Feature idea: Extraction of docstrings from javadoc

petrushy commented 4 years ago

Hi,

This is likely a far in the future enhancement, but just to write it down.

It would be interesting to have possibility of docstring generation from javadoc. So that for automatic popup info the documentation string is available, with more details as of now.

One needs then of course to have access to the source code. And maybe it could be parsed to some database.

One tool that may be useful is qdox, a java tool that can parse source for javadoc. https://github.com/paul-hammant/qdox

petrushy commented 4 years ago

I was trying some things and it is not possible to monkeypatch the doc property of JObject in the same way as the repr, is it?

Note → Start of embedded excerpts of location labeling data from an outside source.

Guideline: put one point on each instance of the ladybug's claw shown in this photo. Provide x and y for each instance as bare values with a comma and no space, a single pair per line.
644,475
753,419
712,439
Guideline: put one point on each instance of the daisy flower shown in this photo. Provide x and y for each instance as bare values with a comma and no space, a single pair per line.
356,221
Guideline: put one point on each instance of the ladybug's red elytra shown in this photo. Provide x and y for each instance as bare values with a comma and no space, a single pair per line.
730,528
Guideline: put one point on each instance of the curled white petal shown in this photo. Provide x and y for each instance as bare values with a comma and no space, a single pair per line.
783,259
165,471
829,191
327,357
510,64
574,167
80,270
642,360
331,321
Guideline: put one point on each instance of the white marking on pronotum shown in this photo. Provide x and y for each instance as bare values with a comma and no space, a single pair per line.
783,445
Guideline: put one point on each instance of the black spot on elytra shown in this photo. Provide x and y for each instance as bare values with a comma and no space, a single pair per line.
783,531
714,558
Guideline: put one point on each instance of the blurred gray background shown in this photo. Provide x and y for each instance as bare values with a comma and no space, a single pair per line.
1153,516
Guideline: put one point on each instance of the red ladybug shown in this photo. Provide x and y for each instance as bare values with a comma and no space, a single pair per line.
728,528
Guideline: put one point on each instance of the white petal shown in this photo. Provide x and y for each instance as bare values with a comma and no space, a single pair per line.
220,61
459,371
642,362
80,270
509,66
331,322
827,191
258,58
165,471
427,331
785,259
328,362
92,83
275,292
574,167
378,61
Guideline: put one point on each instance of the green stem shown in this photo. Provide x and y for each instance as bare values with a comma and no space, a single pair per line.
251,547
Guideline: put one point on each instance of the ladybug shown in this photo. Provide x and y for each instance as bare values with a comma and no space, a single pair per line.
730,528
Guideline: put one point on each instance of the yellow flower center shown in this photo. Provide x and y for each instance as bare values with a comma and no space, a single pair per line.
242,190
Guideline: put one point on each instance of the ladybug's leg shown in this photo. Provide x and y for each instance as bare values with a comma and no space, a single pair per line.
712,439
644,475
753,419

Thrameos commented 4 years ago

The answer is no and yes. Doc strings are supposed to be fixed immutable strings so you can't patch them directly. But if you look over _jclass you will find the redirect that converts them into properties and redirects them into the method _jclassDoc. You can apply the same procedure to redirect the doc routine to whatever function you need.

Also notable is that if you compiled with -g:source you can get the source location in both _jclassDoc and _jmethodGetDoc which can extract the java doc in the source or let you extract the java doc from the html doc package. I recommend installing your own handler rather than changing the ones in the code as private names may chance.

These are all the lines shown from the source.